He is so talented that after a while you will grow to where you want to trade him because he just refuses to consistently use his talent and he plays no defense and hates contact as much as Vince.

Right now Jamal is the absolute most talented second rate player in the NBA


----------



## Rashidi (Oct 2, 2003)

> Right now Jamal is the absolute most talented second rate player in the NBA


You must have a funny definition of second rate.

He's a good shooter and has good handle (neither of which he is any better at than say, Steve Nash). What else is he talented at?


----------



## son of oakley (Dec 24, 2003)

I gotta say, while JC certainly shows flashes of brilliance, I've heard it said how talented he so many times I don't know what to do. 

First off, I think his handle is over rated. He's got a flashy, ankle breaking stutter step, no doubt, but from what I've seen, he's not got a great baseline to baseline handle. I don't trust him, for instance, not to TO on a break. Second, his shot is streaky, streakier than Starks'. But Johnny played strong too - popped a few too many threes, but would take it inside when neccessary. Third, JC plays D with his hands, which nets him a steal or two, but hardly keeps his man out of the middle. Fourth, his 3pt to free throw ratio is weak. Fifth, what am I forgetting?

Sure the guy has talent, but it's hyped because of his perimeter flash. But who needs perimeter flash when all it nets is a career .397 fg% (.395 now for all who think he's turned it around in NY)?

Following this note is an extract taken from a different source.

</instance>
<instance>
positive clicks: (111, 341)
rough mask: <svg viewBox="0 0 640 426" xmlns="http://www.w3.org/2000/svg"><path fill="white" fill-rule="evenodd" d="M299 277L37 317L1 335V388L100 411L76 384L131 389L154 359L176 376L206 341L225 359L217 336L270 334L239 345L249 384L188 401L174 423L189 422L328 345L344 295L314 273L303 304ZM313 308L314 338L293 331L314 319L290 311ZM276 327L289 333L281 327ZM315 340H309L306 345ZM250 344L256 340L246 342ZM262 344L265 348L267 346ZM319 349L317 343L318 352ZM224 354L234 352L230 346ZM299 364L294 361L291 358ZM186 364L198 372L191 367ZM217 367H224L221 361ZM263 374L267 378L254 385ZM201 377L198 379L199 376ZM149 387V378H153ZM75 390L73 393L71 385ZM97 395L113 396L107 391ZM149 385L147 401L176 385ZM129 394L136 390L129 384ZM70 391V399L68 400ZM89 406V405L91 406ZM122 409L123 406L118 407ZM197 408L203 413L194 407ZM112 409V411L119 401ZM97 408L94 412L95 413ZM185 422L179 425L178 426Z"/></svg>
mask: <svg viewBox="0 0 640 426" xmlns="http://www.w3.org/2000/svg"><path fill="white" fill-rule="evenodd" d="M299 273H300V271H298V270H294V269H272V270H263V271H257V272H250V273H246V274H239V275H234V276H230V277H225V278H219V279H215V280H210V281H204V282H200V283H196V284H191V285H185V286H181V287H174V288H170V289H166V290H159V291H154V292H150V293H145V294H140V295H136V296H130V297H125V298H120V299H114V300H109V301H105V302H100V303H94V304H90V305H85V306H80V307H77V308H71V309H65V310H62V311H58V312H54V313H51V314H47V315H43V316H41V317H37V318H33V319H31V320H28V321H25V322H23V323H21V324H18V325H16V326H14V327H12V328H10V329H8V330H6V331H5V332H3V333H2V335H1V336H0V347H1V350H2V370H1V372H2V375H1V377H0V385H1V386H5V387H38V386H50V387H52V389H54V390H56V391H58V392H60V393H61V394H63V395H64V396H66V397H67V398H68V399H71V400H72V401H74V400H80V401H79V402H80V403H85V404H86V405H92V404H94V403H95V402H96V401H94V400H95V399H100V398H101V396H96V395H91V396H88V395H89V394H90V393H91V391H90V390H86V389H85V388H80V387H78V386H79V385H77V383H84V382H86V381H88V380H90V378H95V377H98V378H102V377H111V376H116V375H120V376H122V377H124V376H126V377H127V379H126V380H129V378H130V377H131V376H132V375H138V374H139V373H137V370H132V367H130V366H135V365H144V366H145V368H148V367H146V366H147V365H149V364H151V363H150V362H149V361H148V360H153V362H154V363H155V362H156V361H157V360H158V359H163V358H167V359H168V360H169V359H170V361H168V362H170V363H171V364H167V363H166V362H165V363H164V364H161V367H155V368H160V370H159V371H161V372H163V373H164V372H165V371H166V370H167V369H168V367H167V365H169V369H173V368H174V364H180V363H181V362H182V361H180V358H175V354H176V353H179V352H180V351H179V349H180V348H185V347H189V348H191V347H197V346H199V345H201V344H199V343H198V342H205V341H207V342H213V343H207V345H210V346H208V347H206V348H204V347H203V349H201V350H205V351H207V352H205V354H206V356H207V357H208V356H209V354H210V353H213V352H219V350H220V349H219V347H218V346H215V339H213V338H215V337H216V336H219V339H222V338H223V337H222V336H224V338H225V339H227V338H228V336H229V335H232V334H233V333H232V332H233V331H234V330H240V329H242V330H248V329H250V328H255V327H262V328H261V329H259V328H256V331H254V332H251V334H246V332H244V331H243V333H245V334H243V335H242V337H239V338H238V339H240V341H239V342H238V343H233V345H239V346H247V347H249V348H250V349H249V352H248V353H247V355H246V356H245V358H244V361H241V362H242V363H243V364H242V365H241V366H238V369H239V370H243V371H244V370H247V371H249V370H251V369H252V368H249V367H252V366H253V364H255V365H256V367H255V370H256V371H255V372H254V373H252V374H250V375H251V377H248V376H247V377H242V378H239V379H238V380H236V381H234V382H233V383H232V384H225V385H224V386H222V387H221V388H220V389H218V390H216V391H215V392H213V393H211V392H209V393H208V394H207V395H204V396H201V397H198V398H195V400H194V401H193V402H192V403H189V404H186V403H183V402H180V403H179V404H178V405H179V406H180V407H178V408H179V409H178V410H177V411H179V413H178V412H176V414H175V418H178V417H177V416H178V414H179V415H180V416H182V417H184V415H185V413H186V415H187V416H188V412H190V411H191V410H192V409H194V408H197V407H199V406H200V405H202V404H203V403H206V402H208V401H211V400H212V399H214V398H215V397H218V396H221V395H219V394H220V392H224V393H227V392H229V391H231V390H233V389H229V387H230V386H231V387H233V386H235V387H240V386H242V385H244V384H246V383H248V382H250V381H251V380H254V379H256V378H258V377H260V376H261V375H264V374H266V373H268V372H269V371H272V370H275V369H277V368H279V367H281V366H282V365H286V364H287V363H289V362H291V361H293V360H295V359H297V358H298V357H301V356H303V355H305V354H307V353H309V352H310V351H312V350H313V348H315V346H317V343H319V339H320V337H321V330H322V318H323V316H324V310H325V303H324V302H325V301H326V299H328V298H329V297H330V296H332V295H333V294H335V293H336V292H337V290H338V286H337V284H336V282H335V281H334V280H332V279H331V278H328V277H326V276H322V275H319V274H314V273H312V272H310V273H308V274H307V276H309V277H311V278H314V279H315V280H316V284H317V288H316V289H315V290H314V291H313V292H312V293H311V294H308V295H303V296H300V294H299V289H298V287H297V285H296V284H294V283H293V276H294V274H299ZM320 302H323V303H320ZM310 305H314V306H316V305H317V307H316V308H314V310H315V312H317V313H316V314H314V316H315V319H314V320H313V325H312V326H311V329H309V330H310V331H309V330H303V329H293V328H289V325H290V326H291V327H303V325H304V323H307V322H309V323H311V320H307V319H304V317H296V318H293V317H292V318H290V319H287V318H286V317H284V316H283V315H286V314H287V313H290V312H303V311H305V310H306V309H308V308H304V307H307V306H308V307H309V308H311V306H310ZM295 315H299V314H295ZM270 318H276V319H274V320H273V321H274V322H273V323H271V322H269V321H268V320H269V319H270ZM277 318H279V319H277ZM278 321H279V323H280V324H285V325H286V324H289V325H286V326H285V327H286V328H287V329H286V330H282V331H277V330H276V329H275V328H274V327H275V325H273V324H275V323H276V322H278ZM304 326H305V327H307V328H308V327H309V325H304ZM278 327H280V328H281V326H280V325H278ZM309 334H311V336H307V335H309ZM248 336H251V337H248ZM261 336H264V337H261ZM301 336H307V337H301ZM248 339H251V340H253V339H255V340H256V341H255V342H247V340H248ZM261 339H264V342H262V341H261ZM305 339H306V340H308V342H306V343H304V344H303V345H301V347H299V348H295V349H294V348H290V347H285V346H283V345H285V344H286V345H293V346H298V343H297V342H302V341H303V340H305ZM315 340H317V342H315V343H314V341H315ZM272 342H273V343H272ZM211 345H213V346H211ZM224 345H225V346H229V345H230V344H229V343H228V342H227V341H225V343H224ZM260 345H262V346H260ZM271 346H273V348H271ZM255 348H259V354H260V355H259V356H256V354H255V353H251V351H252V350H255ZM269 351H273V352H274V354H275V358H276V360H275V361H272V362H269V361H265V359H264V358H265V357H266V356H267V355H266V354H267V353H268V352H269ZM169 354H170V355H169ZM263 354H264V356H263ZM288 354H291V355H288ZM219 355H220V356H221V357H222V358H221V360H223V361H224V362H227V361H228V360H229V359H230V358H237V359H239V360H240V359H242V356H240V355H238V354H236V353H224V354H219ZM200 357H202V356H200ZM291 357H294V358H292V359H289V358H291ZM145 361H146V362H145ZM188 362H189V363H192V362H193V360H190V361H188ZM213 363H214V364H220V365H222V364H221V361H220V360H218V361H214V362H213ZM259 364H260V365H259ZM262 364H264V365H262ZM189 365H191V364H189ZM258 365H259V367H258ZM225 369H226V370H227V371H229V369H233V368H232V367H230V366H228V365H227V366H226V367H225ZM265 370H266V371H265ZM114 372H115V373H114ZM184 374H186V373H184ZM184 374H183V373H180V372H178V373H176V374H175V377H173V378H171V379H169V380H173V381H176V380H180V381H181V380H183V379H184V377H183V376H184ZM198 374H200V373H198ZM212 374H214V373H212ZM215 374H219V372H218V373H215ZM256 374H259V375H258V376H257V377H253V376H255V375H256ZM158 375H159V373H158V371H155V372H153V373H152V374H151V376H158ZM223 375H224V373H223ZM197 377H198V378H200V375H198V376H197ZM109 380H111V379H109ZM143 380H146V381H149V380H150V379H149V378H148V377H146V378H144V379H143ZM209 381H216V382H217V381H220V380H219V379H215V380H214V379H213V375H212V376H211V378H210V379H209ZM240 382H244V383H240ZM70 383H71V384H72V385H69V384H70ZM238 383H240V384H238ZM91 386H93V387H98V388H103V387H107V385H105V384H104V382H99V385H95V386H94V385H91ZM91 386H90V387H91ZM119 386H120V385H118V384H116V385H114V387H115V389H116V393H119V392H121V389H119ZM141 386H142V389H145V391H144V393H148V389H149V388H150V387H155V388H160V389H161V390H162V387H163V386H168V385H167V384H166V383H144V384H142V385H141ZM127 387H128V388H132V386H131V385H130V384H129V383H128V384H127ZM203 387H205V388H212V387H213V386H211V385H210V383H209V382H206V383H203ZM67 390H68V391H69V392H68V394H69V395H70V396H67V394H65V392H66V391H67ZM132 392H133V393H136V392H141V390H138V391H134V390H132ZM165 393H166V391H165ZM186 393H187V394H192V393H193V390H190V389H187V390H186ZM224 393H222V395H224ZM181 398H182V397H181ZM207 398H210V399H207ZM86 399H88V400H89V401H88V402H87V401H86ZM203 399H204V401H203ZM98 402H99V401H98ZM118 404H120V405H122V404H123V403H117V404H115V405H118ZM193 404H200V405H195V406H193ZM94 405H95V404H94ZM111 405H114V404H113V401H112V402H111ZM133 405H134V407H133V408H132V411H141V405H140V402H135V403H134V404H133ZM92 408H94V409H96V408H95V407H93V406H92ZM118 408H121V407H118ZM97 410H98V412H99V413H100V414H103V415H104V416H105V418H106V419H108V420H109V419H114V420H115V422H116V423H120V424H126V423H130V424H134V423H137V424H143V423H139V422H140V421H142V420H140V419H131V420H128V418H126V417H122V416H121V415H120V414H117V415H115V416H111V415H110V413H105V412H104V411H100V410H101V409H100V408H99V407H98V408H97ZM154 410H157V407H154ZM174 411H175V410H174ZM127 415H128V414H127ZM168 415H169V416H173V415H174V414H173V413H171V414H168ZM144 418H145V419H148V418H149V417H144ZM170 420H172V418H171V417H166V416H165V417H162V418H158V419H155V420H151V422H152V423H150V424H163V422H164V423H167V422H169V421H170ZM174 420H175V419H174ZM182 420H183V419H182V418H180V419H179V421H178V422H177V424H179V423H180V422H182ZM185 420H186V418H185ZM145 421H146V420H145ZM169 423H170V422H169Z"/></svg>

Talent? Sure, he's got talent, and I'm glad we picked him up, but a lot of his "hoopla" is style over substance.


----------



## Rashidi (Oct 2, 2003)

Rashidi agrees.


----------



## The True Essence (May 26, 2003)

i agree but we have to see that hes 24 years old and he really needs to see a weight room. we saw a 190 pound Tmac in toronto get stronger and become a 210 pound superstar. Jamal doesnt take it to the basket cause he would die. hes 170 at best. at his age he should be able to learn to tone down his chucking, and it has toned downa bit with lenny and marbury getting on him for it. im not saying he will improve at this, but he could. but its easy to say he wont, cause in all his years at chicago he hasnt. but then again, the coaches in chicago had no control. the teams sucked and i believe there were a couple of different coaches. one guy actually wanted to use the triangle (cartwright??)

but his free throw to 3 point shooting is horrible. hes jacking up 6.9 threes a game actually. i dont think Jamal is really a streak shooter though. i think hes a good shooter with bad shot selection. the nights where his numbers are like 4-14 are games where he goes to crossover guys and shoots fadaways with hands in his face. this year with marbury when he gets open looks he almost always makes them. thats why i think crawford struggles with marbury on the bench.


----------



## truth (Jul 16, 2002)

hes a suprisingly good catch and shoot player,especially when he squares up...Penny hit the nail on the head..Hes got to bulk up,and he has got to stop the crossover fadeaway from 25 feet..


----------